The test plan is to modify the SOS tests in the (still) private debuggertests repo to trigger and use the core minidumps generated. Debugging managed core dumps on Linux is not supported by _mdbg_ at this time until we have a ELF core dump reader so only the SOS tests (which use _lldb_ on Linux) will be modified.

# Open Issues #

- Do we need a full memory dump option? It would not use the _DAC_ to get the memory regions but all the readable memory from the shared module list. Do we include the shared modules' code? 
- May need more than just the pid for decorating dump names for docker containers because I think the _pid_ is always 1.
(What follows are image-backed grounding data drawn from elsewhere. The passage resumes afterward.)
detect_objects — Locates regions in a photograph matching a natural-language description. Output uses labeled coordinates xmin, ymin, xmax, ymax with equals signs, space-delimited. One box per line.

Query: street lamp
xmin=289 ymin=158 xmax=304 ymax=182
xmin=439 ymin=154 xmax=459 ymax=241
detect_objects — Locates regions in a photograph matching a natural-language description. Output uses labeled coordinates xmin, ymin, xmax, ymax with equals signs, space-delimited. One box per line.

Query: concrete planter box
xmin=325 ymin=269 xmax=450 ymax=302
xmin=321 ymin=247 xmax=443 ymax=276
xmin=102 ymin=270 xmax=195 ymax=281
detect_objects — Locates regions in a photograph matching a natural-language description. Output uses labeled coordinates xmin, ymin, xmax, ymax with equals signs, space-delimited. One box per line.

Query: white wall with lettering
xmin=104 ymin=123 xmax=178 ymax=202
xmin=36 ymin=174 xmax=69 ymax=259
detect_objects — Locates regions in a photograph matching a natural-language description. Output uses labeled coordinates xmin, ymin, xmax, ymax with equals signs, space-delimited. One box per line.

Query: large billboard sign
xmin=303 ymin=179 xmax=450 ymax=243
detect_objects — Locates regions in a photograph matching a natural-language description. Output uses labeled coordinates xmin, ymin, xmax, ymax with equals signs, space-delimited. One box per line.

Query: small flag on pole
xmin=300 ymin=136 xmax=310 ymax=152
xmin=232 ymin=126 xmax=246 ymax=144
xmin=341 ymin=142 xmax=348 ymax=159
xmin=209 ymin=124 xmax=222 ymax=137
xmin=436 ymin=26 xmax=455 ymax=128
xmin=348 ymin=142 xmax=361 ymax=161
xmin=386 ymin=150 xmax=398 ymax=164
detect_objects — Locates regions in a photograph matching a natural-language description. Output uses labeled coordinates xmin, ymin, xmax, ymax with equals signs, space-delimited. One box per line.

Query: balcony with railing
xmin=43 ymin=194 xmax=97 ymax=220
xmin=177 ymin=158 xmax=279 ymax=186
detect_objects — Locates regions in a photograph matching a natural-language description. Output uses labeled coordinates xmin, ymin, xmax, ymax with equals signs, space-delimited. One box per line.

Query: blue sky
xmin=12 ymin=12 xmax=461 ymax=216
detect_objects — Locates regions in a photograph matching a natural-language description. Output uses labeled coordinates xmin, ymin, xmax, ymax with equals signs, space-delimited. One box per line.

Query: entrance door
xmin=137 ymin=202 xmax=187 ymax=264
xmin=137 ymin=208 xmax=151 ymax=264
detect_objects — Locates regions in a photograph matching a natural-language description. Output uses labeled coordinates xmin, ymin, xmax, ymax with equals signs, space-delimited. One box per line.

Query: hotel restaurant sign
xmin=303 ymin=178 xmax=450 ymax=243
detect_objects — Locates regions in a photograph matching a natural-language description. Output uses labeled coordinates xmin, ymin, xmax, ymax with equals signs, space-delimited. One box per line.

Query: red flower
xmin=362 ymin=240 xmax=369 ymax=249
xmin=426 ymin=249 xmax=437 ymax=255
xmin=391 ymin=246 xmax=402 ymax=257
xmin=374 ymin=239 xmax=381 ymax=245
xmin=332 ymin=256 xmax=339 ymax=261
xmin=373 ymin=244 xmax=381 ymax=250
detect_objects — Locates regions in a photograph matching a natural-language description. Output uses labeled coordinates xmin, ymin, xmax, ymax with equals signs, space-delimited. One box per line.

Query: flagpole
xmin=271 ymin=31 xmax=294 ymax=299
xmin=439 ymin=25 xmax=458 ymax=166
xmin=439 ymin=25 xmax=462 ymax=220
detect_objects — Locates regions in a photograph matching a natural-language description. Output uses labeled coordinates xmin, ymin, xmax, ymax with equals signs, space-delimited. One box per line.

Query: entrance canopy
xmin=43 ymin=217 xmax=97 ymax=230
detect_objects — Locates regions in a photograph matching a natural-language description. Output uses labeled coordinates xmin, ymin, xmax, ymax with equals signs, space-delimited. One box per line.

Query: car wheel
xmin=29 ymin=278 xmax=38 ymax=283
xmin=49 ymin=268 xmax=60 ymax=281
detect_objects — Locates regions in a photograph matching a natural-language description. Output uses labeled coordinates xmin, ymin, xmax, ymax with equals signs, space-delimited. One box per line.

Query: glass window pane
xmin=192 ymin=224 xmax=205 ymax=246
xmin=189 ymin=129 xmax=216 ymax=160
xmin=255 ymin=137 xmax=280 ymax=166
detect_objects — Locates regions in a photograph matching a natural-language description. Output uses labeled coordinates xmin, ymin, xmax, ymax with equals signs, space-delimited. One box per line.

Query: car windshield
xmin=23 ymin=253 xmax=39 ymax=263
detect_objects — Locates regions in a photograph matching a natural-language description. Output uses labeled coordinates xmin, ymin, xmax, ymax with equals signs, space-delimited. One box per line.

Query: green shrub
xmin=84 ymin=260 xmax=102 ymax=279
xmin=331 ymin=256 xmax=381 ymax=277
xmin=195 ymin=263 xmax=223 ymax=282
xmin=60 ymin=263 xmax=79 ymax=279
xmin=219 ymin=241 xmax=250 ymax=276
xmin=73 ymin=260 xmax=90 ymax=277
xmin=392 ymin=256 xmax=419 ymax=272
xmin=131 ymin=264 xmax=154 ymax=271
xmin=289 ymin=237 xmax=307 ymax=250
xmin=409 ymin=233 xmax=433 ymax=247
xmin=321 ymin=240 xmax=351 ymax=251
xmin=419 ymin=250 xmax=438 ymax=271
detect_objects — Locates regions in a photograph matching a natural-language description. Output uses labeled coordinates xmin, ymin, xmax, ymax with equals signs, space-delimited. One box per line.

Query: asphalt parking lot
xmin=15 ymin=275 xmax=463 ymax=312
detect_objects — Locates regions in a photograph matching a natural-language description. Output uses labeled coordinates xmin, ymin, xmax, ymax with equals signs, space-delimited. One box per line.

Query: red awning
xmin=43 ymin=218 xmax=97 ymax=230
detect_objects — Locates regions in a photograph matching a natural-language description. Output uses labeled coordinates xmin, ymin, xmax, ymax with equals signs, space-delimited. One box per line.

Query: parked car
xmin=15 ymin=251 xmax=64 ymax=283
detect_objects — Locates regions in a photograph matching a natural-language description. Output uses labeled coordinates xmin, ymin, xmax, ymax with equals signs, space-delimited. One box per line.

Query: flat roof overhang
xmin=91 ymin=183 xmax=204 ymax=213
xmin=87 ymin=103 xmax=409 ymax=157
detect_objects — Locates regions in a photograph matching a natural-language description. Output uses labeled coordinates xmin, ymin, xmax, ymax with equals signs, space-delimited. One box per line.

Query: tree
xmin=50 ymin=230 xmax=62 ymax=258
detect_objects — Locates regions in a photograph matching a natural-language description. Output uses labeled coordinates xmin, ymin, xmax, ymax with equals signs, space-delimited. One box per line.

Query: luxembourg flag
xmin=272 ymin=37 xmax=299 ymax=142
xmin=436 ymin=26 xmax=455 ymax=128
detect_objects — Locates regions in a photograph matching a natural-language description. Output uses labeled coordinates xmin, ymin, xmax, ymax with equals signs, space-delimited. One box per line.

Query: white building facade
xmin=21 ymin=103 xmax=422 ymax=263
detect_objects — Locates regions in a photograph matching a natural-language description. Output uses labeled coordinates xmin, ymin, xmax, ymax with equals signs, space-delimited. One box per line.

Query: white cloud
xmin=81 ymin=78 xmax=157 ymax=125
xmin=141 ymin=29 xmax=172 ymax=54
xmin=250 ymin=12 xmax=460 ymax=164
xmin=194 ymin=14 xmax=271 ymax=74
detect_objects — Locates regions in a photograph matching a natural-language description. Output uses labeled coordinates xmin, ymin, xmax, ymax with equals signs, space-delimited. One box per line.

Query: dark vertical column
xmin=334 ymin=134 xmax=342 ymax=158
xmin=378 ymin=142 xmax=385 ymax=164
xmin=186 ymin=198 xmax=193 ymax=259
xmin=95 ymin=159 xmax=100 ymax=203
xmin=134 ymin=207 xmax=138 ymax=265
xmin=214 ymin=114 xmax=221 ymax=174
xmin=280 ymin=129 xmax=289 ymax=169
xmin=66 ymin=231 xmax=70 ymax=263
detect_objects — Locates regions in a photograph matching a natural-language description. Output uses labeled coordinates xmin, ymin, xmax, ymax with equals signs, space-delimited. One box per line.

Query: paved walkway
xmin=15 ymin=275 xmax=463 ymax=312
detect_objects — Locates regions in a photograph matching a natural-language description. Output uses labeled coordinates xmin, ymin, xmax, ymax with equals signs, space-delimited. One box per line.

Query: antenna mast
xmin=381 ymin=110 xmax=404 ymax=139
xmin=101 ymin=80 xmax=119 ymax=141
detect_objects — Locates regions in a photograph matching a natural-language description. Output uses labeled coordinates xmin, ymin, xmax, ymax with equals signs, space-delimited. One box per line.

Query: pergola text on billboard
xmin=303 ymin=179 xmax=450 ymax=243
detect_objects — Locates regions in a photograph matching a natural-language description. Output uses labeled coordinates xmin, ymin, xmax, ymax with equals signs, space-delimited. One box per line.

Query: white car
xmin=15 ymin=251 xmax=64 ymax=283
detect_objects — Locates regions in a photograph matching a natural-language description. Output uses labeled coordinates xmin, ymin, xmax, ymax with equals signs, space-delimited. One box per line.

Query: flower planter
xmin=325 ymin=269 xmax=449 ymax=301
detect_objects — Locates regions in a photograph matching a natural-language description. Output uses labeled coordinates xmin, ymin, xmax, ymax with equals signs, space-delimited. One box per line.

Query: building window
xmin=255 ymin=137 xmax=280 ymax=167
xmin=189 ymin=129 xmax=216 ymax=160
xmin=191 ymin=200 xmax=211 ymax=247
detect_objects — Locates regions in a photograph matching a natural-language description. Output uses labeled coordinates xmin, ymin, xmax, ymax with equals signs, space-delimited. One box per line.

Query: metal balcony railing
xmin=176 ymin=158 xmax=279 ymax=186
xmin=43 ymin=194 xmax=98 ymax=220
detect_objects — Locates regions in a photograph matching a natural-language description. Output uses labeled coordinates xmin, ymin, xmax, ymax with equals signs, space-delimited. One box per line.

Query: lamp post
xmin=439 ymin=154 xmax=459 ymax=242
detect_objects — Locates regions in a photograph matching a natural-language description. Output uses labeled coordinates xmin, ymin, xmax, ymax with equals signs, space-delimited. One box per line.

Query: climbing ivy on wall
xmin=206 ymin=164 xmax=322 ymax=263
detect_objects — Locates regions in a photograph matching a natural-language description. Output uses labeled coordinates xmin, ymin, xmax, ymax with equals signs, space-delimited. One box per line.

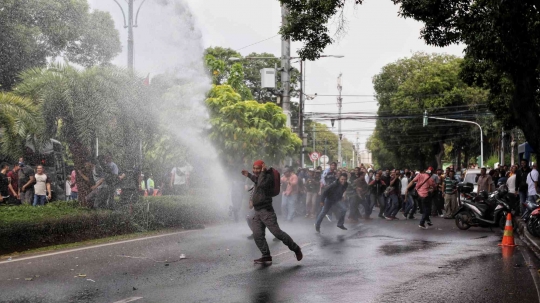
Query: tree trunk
xmin=434 ymin=141 xmax=444 ymax=169
xmin=511 ymin=73 xmax=540 ymax=157
xmin=69 ymin=138 xmax=92 ymax=207
xmin=457 ymin=146 xmax=462 ymax=171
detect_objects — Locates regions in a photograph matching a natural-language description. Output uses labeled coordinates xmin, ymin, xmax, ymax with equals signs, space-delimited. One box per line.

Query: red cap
xmin=253 ymin=160 xmax=265 ymax=167
xmin=428 ymin=167 xmax=434 ymax=171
- Do we need all the memory mappings from `/proc/$pid/maps` in the PT\_LOAD sections even though the memory is not actually in the dump? They have a file offset/size of 0. Full dumps generated by the system or _gdb_ do have these un-backed regions.
- Don't know how to get the proper size/range of the non-main thread stacks. Currently uses 4 pages around the stack pointer. The main thread has a memory region in `/proc/$pid/maps`.
- There is no way to get the signal number, etc. that causes the abort from the _createdump_ utility using _ptrace_ or a /proc file. It would have to be passed from CoreCLR on the command line.
- Do we need the "dynamic" sections of each shared module in the core dump? It is part of the "link_map" entry enumerated when gathering the _DSO_ information.
- There may be more versioning and/or build id information needed to be added to the dump.
- It is unclear exactly what cases stack overflow does not get control in the signal handler and when the OS just aborts the process.